Right now, as a “Coloured” with my own personal persuasions, neither the polygamous DA, nor the unfaithful ANC offer a home. COPE looks unable to navigate anywhere and the rest are not vehicles of any influence and are emaciated politically, I have no political home.
In a country as innovative, as vibrant, and with our potential, I should not be politically sidelined, but I am. Sadly.
November 4th, 2009 at 12:00 pm
I generally agree with Mark, and would like to add 2 things on affirmative action and DA policies. As long as any new party (black ,white, green, polka dot) cannot articulate black aspirations/fears better than the ANC, they are doomed to failure. When COPE seemed to be gaining ground on the ANC at the beginning of the year, the ANC very effectively played the ‘wit gevaar’ card, to wit ‘If you vote for COPE or you don’t vote, you are effectively voting for the DA, who will come and kick you out of you middle class job, stop paying you the child grant, stop the development in your village, kick you out of your suburban home and reduce your old age pension so that you earn less than the whites, like you used to’. A new party has to recognise that these are concerns that need addressing even if, philosphically, they do not agree with them. Criticising the ANC for non-delivery and/or corruption is old hat. It may demoralise some black voters, but it does not earn another party new votes; the ANC is like a wayward child, to be guided not abandoned.
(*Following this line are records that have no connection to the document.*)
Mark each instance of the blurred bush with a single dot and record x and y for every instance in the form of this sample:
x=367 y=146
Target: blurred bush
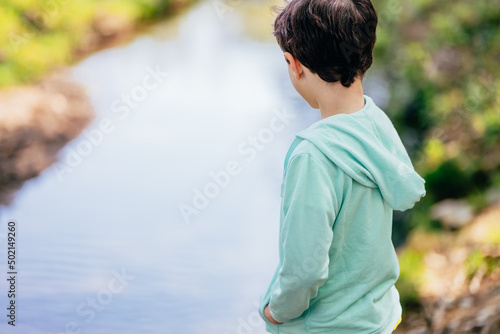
x=440 y=60
x=36 y=35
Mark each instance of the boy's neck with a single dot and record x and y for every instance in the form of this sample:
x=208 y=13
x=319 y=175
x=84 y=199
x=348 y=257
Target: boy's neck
x=336 y=99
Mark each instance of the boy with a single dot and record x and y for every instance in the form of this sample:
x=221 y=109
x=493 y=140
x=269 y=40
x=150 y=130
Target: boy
x=343 y=177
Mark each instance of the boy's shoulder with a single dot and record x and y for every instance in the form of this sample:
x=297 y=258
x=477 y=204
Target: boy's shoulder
x=305 y=149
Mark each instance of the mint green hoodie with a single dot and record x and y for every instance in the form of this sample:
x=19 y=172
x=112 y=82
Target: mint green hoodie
x=343 y=177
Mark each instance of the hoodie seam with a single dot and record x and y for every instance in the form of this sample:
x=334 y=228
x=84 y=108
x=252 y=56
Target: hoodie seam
x=325 y=172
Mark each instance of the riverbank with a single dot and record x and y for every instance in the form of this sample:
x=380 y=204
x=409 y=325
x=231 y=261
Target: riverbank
x=41 y=108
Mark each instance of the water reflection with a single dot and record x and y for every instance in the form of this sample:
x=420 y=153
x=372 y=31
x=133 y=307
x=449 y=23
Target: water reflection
x=117 y=211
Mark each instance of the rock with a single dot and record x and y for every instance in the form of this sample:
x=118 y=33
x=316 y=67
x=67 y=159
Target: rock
x=452 y=213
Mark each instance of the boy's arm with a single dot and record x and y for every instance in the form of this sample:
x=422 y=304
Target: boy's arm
x=306 y=235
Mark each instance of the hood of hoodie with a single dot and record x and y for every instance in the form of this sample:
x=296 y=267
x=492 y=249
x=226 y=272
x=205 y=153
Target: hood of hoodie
x=367 y=147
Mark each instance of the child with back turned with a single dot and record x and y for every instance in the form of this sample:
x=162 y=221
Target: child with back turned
x=343 y=177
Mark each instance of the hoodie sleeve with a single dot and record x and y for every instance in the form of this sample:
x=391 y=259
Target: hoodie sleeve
x=306 y=234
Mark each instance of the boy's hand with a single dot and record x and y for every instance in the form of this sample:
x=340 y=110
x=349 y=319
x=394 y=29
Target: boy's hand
x=267 y=313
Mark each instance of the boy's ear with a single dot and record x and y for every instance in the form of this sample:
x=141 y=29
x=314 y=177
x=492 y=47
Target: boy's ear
x=295 y=64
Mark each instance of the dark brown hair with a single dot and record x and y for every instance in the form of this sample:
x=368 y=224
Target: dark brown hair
x=333 y=38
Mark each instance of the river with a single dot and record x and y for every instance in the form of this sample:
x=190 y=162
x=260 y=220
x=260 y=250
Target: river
x=162 y=217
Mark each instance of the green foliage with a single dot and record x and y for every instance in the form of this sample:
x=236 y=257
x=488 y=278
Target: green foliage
x=411 y=276
x=37 y=35
x=441 y=63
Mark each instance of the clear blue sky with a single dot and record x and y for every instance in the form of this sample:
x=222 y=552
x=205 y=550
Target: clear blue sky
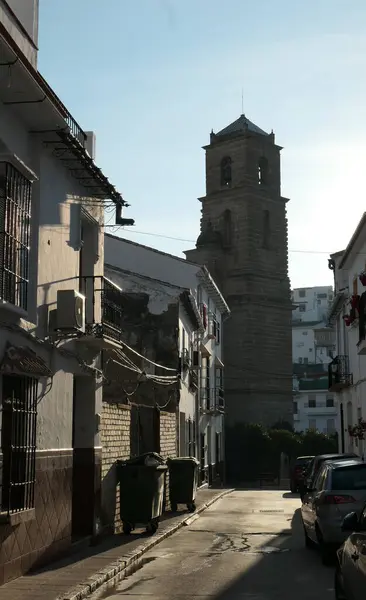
x=152 y=77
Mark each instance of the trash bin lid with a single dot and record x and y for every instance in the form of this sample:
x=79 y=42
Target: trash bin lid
x=183 y=459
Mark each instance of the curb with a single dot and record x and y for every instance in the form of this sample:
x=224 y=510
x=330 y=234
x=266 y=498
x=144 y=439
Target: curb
x=119 y=569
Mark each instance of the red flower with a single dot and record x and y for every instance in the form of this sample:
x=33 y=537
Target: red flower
x=362 y=277
x=204 y=315
x=355 y=301
x=348 y=320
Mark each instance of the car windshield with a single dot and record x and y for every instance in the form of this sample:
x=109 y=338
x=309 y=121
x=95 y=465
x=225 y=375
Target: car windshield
x=349 y=478
x=302 y=462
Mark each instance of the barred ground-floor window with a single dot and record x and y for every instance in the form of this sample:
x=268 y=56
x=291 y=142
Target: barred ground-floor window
x=18 y=443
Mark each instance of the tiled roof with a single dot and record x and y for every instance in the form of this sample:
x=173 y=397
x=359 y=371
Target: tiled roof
x=239 y=126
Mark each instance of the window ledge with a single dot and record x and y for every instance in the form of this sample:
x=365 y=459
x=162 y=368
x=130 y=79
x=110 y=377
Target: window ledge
x=17 y=310
x=18 y=517
x=18 y=164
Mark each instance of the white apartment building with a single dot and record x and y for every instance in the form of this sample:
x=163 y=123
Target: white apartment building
x=311 y=304
x=312 y=342
x=51 y=281
x=314 y=406
x=347 y=371
x=135 y=262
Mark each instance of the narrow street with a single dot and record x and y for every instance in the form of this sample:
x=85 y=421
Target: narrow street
x=249 y=545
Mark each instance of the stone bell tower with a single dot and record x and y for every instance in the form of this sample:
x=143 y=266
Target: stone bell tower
x=243 y=243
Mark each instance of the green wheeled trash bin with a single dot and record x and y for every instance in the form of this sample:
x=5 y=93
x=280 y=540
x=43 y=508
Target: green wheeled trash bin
x=183 y=482
x=142 y=484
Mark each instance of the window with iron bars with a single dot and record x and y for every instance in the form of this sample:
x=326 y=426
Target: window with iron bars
x=15 y=209
x=18 y=443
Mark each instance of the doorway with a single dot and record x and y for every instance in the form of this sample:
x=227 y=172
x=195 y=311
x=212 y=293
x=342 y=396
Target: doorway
x=83 y=472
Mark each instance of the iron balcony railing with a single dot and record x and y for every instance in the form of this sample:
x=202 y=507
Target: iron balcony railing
x=15 y=214
x=75 y=129
x=212 y=400
x=320 y=405
x=339 y=376
x=103 y=308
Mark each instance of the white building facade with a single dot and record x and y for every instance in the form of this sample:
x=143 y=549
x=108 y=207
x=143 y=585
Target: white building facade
x=347 y=371
x=311 y=304
x=51 y=281
x=315 y=408
x=312 y=342
x=203 y=347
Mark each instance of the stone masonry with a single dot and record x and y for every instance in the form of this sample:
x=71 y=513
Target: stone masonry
x=115 y=440
x=168 y=443
x=243 y=242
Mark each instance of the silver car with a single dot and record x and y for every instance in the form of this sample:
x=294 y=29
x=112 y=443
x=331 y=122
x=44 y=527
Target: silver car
x=339 y=488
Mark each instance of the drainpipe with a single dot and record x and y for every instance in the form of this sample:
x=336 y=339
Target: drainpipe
x=342 y=427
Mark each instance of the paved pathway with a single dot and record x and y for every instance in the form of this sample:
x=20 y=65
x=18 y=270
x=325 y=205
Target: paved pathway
x=247 y=546
x=64 y=578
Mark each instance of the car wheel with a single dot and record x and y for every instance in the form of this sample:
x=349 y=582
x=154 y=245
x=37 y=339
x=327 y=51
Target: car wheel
x=308 y=541
x=338 y=586
x=326 y=550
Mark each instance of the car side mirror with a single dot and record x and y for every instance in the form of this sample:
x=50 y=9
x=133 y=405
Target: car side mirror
x=350 y=522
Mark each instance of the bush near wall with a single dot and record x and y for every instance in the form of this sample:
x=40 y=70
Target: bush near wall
x=252 y=449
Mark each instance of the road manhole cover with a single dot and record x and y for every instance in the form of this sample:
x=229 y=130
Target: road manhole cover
x=272 y=550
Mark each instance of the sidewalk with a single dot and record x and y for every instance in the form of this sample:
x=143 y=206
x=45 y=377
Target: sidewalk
x=77 y=576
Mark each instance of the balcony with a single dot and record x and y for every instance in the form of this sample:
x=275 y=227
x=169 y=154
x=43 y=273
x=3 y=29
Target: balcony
x=361 y=346
x=185 y=359
x=103 y=311
x=320 y=408
x=212 y=400
x=193 y=380
x=339 y=376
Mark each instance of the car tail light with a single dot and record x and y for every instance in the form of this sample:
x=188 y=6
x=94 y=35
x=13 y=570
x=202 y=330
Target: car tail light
x=338 y=499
The DA’s policies are fine for another era and another county without our jhistory. Saying that you will run a clean and efficient government along the principles of open opportunity is all well and good. But, in South Africa, that sounds a lot like code for ‘The whites will get all the good opportunities because they are better educated and have better access to the necessary knowledge resources.’
November 4th, 2009 at 4:02 pm
All well & good, but in the end the majority of the electorate is just not ready for any other party. As for the DA being so organized, the ANC are no slouches when the chips are down. The best way to keep the “ANC and its partners ..[in] such a broad church’ focussed is to continuously present them with a common enemy, and with incidents such as the “Reitz four” that ’s very easy.